Montgomery County State’s Attorney John McCarthy praised the victims for their cooperation and willingness to discuss the attacks.
“When you’re 15 or 14 years old, and something like this happened to you and you’re a young boy…I’m not sure I’d have the courage to do what we’re asking some of these young kids to do,” McCarthy told The Washington Post.
According to prosecutors, at least two of the victims are working with therapists to help with the overwhelming emotional impact caused by the assaults.
One boy said he feels like the attack has changed the way others look at him.
“I am the kid who got the broom,” he said in a written statement.
Another teen said his life has been destroyed because he “was raped with a dirty broomstick in front of his teammates, by his own teammates.”
On March 21, a judge determined that the last of the four suspects charged with forcibly sodomizing the boys with a broomstick would be tried in juvenile court, just like his co-defendants, WUSA reported.
They were all originally charged as adults.
“A 15-year-old brain is not fully developed, even with a completely healthy 15-year-old,” Montgomery County Circuit Court Judge Steven G. Salant declared, according to The Washington Post.
The father of one of the victims said that the group’s ringleader, who is over six feet tall and weighs 245 pounds, “spent four years terrorizing the Damascus community” prior to committing the “violent rape,” WUSA reported.

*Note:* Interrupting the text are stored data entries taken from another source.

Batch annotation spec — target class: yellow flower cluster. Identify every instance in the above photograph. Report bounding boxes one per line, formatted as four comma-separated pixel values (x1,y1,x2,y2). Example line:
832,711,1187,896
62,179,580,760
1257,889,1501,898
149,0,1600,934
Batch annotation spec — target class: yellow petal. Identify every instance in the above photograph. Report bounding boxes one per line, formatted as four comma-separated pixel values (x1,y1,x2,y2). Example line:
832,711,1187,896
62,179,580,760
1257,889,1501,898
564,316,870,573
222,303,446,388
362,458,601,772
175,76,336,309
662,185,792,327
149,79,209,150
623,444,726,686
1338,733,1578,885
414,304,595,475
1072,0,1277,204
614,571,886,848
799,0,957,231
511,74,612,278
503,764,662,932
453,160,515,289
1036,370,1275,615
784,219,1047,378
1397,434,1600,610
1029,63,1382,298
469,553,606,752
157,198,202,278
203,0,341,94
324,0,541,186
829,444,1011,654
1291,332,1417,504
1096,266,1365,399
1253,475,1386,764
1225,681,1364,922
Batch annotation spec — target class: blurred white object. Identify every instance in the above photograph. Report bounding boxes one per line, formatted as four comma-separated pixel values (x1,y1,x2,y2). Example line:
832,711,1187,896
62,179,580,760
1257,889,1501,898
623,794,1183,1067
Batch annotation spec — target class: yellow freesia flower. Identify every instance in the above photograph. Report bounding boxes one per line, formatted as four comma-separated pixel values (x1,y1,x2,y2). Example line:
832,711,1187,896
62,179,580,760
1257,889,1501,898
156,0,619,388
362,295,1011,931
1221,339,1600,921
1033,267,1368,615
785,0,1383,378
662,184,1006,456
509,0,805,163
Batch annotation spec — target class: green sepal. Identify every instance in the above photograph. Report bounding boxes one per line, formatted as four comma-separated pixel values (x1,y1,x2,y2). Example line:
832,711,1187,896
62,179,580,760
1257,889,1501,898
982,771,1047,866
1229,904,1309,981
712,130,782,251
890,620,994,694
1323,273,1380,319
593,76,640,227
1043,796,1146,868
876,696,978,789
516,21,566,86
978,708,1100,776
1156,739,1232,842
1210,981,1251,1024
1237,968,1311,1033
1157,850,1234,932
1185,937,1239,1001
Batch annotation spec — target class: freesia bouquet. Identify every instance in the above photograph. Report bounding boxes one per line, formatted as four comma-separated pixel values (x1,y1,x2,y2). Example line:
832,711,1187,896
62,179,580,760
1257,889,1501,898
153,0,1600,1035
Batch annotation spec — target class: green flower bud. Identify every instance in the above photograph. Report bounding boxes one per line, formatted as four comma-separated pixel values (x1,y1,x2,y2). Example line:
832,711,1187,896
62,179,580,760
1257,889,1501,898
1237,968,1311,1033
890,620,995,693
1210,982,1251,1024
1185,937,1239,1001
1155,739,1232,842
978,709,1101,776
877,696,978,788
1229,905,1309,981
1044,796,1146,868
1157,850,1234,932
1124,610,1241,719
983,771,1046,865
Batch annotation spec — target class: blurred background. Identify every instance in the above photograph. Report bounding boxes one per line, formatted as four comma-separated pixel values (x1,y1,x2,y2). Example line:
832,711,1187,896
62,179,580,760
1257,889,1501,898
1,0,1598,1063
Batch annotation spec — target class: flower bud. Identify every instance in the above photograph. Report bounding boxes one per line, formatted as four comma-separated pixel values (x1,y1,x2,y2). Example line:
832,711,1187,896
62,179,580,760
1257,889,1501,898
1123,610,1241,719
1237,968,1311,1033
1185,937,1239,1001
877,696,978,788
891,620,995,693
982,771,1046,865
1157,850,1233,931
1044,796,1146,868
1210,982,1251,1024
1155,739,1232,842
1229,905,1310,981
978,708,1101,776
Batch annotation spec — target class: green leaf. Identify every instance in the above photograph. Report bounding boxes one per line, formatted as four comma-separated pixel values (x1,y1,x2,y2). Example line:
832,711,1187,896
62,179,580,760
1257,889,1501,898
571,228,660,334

He had five previous run-ins with the law, had over 100 disciplinary reports, and allegedly threatened another teammate with a broomstick shortly before the attack on the other four students.
But that suspect’s attorney, Daniel Wright, blamed Damascus High School officials for not stopping the heinous crimes his client perpetrated, and said that the allegations against him were a “character assassination.”
Wright said that the school had a history of student hazing, and that they knew his client, who has since been diagnosed with ADHD, was troubled.
They shouldn’t have left the locker room unattended, he added.
McCarthy denounced the judge’s decision to charge the fourth suspect in juvenile court, and specifically questioned how an ADHD diagnosis contributed to his alleged crimes.
“I don’t think there is any causal connection between ADHD and violent sexual attack,” McCarthy noted.
“I think that offends those families who have sons who are victims, but it also offends … the men and women in this community who have children who have ADHD, who are medicated, who know that their children are not violent sexual offenders — to suggest that that diagnosis leads to that conduct, I just don’t think is consistent,” he added, according to WTOP.
Tom DeGonia, an attorney for the victims and their families, said they were “outraged” by Salant’s decision.
“This was a horrible, heinous crime,” DeGonia he declared. “And it’s important for accountability, and it’s important for [the victims] to know that the criminal justice system views this as importantly to them as it is to the community.”
“This is something these young men are going to have to live with for the rest of their lives, and they are struggling with it daily,” he added.